Manthiqueira
- Full name: Academia Desportiva Manthiqueira Futebol
- Nickname(s): Carrossel do Vale
- Founded: 4 August 2005; 20 years ago
- Ground: Professor Dario Rodrigues Leite
- Capacity: 15,769
- President: Geraldo Margelo Oliveira
- Head Coach: Dado Oliveira
- League: Campeonato Paulista Segunda Divisão
- 2024 [pt]: Paulista Segunda Divisão, 12th of 17
| Home colours | Away colours |

= Academia Desportiva Manthiqueira Futebol =

Academia Desportiva Manthiqueira Futebol, more commonly referred to as Manthiqueira, is a Brazilian football club based in Guaratinguetá, São Paulo. The team compete in Campeonato Paulista Segunda Divisão, the fourth tier of the São Paulo state football league.

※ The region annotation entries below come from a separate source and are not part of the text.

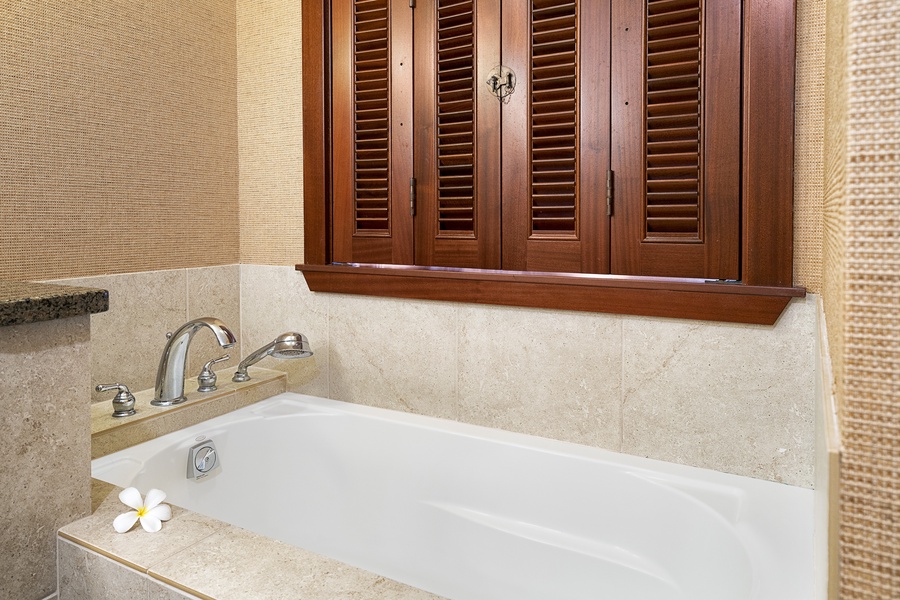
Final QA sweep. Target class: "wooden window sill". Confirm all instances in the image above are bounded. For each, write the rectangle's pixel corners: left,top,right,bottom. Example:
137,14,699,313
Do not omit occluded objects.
296,263,806,325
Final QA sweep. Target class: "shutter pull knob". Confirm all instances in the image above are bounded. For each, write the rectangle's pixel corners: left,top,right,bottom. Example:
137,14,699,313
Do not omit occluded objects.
486,65,516,104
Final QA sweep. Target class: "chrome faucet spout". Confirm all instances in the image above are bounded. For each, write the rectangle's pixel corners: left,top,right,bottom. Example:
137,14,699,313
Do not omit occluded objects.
156,317,237,406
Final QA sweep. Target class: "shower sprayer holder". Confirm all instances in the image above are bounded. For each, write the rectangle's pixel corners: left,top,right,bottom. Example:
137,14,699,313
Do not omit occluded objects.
197,354,231,392
231,331,313,383
94,383,137,417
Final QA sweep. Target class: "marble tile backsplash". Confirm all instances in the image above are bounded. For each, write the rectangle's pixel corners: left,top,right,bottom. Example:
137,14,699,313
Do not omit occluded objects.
70,265,816,487
241,265,816,487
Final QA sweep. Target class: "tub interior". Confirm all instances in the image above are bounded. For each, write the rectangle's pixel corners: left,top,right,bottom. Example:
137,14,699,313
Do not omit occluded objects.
93,393,812,600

The club was formerly known as Associação Desportiva Manthiqueira.

==History==
The club was founded on August 4, 2005, as Associação Desportiva Manthiqueira, and moved to Guaratinguetá city in late 2010, adopting the name Academia Desportiva Manthiqueira Futebol.

==Players==
===First-team squad===

| No. | Pos. | Nation | Player |
|---|---|---|---|
| — | GK | BRA | Giovani |
| — | GK | BRA | Yago |
| — | GK | BRA | Ricardo |
| — | GK | BRA | Felipe |
| — | DF | BRA | Danilo Alemão |
| — | DF | BRA | Vitão |
| — | DF | BRA | Guilherme |
| — | DF | BRA | Edinei |
| — | DF | BRA | Vinícius Cachorro |
| — | DF | BRA | João Victor Esquilo |
| — | DF | BRA | Silas |
| — | DF | BRA | Ruan |
| — | DF | BRA | Índio |
| — | DF | BRA | Matheuzinho |
| — | DF | BRA | Julio |
| — | MF | BRA | Douglas Carvalhan |

| No. | Pos. | Nation | Player |
|---|---|---|---|
| — | MF | BRA | Eduardo |
| — | MF | BRA | Rodrigo |
| — | MF | BRA | Lucas Malta |
| — | MF | BRA | Yamasaki |
| — | MF | BRA | Mariano |
| — | MF | BRA | Matheus Piauí |
| — | MF | BRA | Klebinho |
| — | MF | BRA | Wendel |
| — | FW | BRA | Daniel |
| — | FW | BRA | Rodriguinho |
| — | FW | BRA | Ivan |
| — | FW | BRA | Conrado |
| — | FW | BRA | Jacó |
| — | FW | BRA | Miquéias |
| — | FW | BRA | Ronald |
| — | FW | BRA | Guilherme Piteco |

==Stadium==
Academia Desportiva Manthiqueira Futebol play their home games at Estádio Municipal Professor Dario Rodrigues Leite, commonly known as Ninho da Garça. The stadium has a maximum capacity of 15,769 people.